Methods: In this experimental study, 42 adult male BALB/c mice were divided into seven groups of six. The toxic dose of acetaminophen 600 mg/kg body weight was considered. The control group received only a standard diet and water. The sham group was gavaged with saline solution. The third to seventh groups were treated as: acetaminophen; spirulina 600 mg/kg/bw, spirulina 300 mg/kg/bw, spirulina 600 mg/kg/bw + acetaminophen, and spirulina 300 mg/kg/bw + acetaminophen, respectively. In all groups, mice were treated with acetaminophen and spirulina powder by gavage for 14 consecutive days. Twenty-four hours after receiving the last dose of medication and deprivation of food (the animals still had access to water), the animals were anesthetized and blood samples were taken from the heart. Activity of liver enzymes including alanine aminotransferase (ALT), aspartate aminotransferase (AST), and alkaline phosphatase (ALP) was measured by spectrophotometry. Protein concentration was determined by the Lowry method. Catalase activity was assessed using hydrogen peroxide. The amount of malondialdehyde was measured and the total antioxidant capacity was determined by FRAP method by reducing ferric to ferro ions.

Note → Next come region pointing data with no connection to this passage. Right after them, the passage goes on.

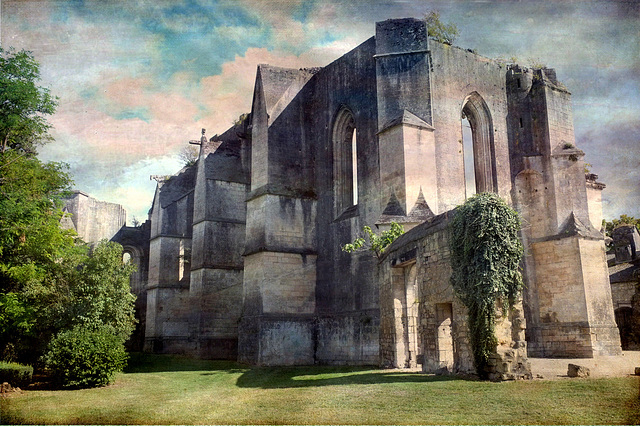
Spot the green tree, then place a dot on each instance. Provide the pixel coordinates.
(444, 33)
(375, 243)
(485, 261)
(624, 219)
(23, 104)
(49, 280)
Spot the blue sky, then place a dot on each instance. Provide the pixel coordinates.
(137, 79)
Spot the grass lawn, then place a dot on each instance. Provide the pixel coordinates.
(173, 390)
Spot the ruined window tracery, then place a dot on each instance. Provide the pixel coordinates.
(476, 111)
(345, 164)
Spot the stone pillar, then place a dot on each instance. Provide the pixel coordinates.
(216, 258)
(406, 137)
(167, 319)
(568, 296)
(277, 326)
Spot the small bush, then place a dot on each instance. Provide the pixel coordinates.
(82, 358)
(17, 375)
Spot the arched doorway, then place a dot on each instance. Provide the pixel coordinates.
(623, 321)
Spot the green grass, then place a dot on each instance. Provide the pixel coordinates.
(171, 390)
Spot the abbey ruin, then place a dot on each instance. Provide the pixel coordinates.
(244, 247)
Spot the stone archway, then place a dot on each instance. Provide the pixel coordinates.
(345, 165)
(476, 111)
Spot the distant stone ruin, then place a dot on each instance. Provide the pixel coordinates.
(244, 258)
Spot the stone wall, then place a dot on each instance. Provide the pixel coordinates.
(440, 342)
(92, 219)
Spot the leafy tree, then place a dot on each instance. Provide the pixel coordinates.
(444, 33)
(23, 105)
(375, 243)
(189, 154)
(485, 261)
(49, 281)
(623, 220)
(81, 358)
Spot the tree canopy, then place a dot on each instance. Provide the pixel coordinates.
(374, 243)
(23, 104)
(624, 219)
(485, 262)
(444, 33)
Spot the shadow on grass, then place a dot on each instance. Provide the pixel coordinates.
(150, 363)
(315, 376)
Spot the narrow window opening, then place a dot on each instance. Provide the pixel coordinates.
(445, 347)
(345, 162)
(468, 159)
(354, 165)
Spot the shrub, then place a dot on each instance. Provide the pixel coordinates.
(82, 358)
(15, 374)
(485, 262)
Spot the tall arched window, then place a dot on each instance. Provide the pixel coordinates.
(345, 164)
(476, 113)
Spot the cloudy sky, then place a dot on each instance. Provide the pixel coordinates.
(137, 79)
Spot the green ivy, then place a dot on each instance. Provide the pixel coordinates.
(485, 257)
(375, 243)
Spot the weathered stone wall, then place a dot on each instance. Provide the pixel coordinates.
(459, 76)
(441, 341)
(573, 300)
(168, 303)
(92, 219)
(622, 293)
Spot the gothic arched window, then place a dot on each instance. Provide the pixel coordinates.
(476, 115)
(345, 164)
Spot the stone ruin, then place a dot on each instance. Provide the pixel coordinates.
(244, 247)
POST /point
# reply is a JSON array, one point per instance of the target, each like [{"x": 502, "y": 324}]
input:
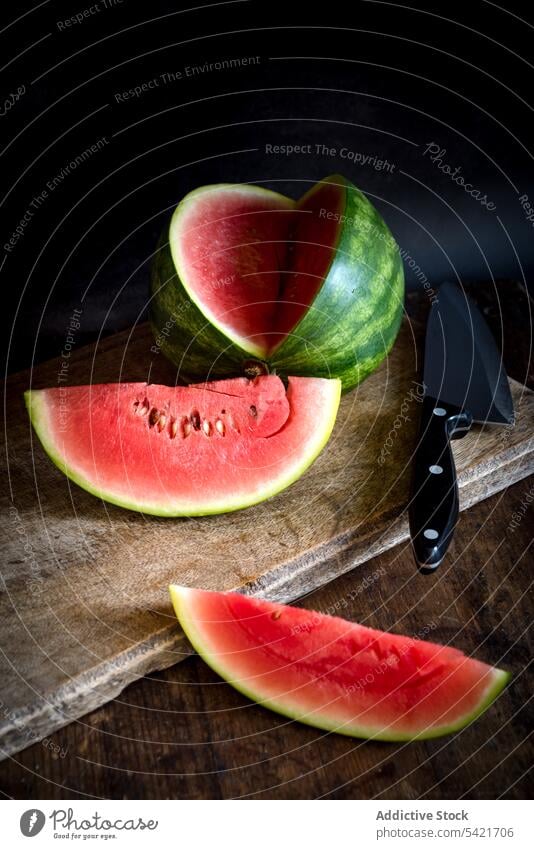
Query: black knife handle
[{"x": 434, "y": 500}]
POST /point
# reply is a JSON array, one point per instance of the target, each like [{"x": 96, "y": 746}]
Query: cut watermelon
[
  {"x": 334, "y": 674},
  {"x": 312, "y": 288},
  {"x": 186, "y": 451}
]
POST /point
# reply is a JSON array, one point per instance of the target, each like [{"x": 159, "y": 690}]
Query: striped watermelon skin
[
  {"x": 354, "y": 319},
  {"x": 347, "y": 331}
]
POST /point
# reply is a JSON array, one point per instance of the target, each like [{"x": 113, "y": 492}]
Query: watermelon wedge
[
  {"x": 186, "y": 451},
  {"x": 334, "y": 674},
  {"x": 311, "y": 288}
]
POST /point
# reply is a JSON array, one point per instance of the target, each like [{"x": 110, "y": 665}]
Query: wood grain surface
[{"x": 86, "y": 608}]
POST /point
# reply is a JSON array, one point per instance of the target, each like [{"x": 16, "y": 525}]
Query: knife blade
[{"x": 464, "y": 381}]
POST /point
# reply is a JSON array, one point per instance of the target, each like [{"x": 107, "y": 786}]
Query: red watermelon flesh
[
  {"x": 335, "y": 674},
  {"x": 192, "y": 450},
  {"x": 254, "y": 260}
]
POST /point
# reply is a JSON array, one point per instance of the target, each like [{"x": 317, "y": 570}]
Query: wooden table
[{"x": 185, "y": 734}]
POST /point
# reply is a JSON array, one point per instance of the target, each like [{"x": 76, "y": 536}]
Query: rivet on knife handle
[{"x": 434, "y": 500}]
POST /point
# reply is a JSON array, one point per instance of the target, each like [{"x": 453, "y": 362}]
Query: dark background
[{"x": 379, "y": 79}]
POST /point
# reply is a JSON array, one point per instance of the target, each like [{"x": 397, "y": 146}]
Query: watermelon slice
[
  {"x": 309, "y": 288},
  {"x": 186, "y": 451},
  {"x": 334, "y": 674}
]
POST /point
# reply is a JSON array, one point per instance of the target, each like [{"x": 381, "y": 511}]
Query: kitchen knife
[{"x": 464, "y": 381}]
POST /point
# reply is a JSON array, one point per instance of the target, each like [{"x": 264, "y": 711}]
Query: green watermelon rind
[
  {"x": 179, "y": 597},
  {"x": 349, "y": 328},
  {"x": 326, "y": 418},
  {"x": 352, "y": 323}
]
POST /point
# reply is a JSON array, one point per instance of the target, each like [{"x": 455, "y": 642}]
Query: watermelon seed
[
  {"x": 233, "y": 424},
  {"x": 141, "y": 409}
]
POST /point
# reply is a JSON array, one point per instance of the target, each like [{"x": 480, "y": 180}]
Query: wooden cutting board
[{"x": 84, "y": 608}]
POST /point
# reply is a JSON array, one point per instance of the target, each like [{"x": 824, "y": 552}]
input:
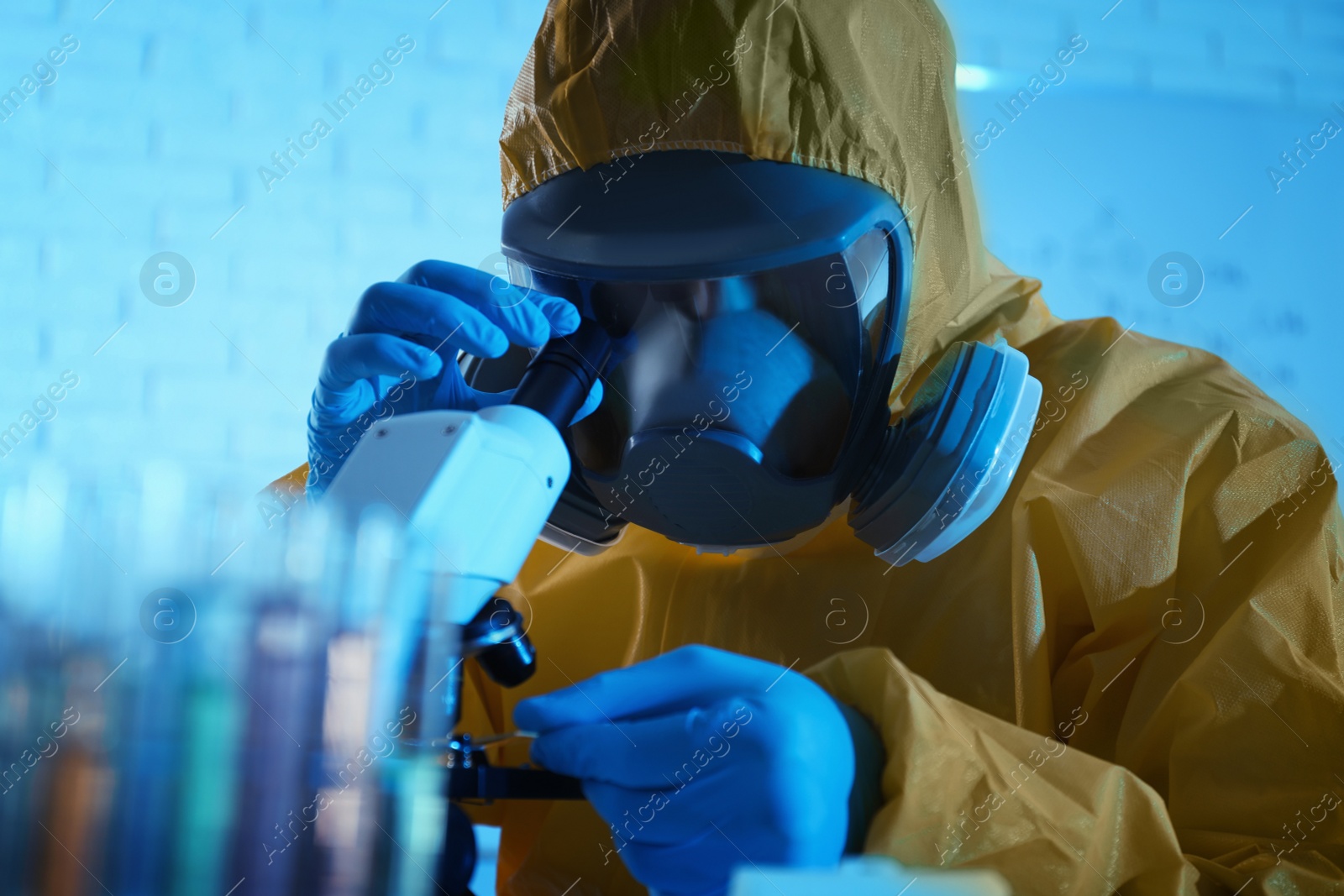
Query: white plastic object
[{"x": 475, "y": 490}]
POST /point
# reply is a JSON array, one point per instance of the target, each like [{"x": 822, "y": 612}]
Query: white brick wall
[{"x": 161, "y": 116}]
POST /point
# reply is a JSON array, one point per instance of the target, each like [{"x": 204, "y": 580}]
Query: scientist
[{"x": 826, "y": 579}]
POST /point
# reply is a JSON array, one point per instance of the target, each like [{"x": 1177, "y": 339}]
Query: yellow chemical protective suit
[{"x": 1160, "y": 590}]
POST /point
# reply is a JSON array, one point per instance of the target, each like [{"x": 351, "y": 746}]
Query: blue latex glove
[
  {"x": 701, "y": 761},
  {"x": 400, "y": 354}
]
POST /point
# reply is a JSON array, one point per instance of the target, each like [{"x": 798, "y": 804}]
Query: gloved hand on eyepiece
[{"x": 400, "y": 354}]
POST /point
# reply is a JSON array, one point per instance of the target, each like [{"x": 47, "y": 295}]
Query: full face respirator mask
[{"x": 757, "y": 313}]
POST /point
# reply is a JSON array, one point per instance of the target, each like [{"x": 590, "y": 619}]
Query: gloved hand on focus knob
[
  {"x": 701, "y": 761},
  {"x": 400, "y": 354}
]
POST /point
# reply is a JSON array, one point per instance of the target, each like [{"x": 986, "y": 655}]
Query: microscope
[{"x": 474, "y": 490}]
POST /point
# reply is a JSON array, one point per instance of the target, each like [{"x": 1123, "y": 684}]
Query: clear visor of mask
[{"x": 772, "y": 360}]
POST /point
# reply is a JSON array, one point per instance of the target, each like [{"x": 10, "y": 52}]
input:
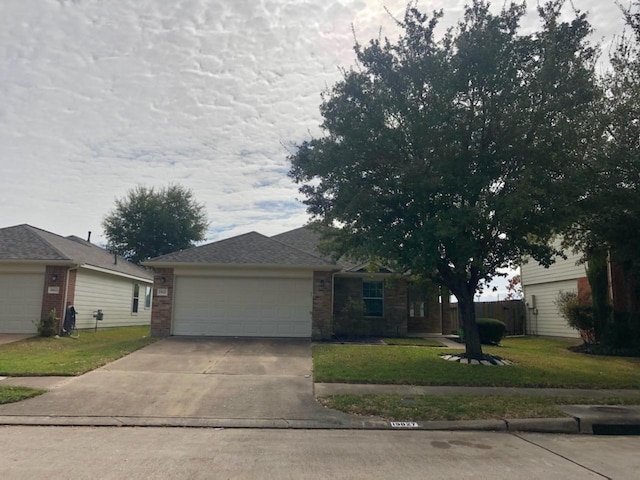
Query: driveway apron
[{"x": 226, "y": 378}]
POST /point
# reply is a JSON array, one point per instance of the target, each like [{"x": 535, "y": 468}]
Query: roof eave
[{"x": 325, "y": 267}]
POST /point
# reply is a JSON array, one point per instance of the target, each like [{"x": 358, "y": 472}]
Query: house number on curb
[{"x": 404, "y": 424}]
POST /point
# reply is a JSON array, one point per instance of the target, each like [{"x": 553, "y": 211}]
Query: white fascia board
[
  {"x": 118, "y": 274},
  {"x": 369, "y": 275},
  {"x": 239, "y": 266},
  {"x": 44, "y": 263}
]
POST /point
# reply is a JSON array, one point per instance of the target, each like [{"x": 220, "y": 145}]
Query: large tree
[
  {"x": 147, "y": 222},
  {"x": 451, "y": 158}
]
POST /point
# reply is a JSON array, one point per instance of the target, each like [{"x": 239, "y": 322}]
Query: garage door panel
[
  {"x": 243, "y": 306},
  {"x": 20, "y": 302}
]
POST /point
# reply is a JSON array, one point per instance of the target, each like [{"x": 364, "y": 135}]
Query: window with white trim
[
  {"x": 136, "y": 298},
  {"x": 373, "y": 297},
  {"x": 147, "y": 297}
]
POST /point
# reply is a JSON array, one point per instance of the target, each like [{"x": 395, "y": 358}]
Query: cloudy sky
[{"x": 99, "y": 96}]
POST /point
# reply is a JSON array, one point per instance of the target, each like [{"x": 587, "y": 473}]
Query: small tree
[
  {"x": 148, "y": 223},
  {"x": 452, "y": 159}
]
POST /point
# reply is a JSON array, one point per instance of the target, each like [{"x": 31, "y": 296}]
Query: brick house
[
  {"x": 280, "y": 286},
  {"x": 41, "y": 271}
]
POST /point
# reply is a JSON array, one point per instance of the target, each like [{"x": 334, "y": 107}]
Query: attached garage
[
  {"x": 265, "y": 306},
  {"x": 244, "y": 286},
  {"x": 21, "y": 301}
]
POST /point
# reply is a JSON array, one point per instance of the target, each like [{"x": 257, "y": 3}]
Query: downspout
[
  {"x": 333, "y": 288},
  {"x": 66, "y": 295}
]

Results: The levels of serum transaminases (ALT, AST, ALP) as well as the level of total antioxidant capacity and malondialdehyde of the acetaminophen-treated group increased significantly compared to the control group (P<0.05). The levels of these enzymes in the group treated with S. platensis 300 mg/kg/bw + acetaminophen decreased significantly compared to the group treated with acetaminophen (P<0.05). Catalase activity in the acetaminophen group was significantly decreased compared to the control group (P<0.05).In the group of S. platensis 300 mg/kg/bw + acetaminophen, catalase activity increased significantly compared to the acetaminophen group (P<0.05). The results of experiments in two groups of spirulina and acetaminophen showed that the active ingredients of the algae at a dose of 300 worked better than 600 mg per kg of body weight in response to oxidative stress.
Conclusion: Consuming 300 mg/kg of S. platensis along with a near toxic dose of acetaminophen increases resistance to oxidative stress and injuries caused by drug poisoning by affecting the activity of enzymes and the antioxidant defense system.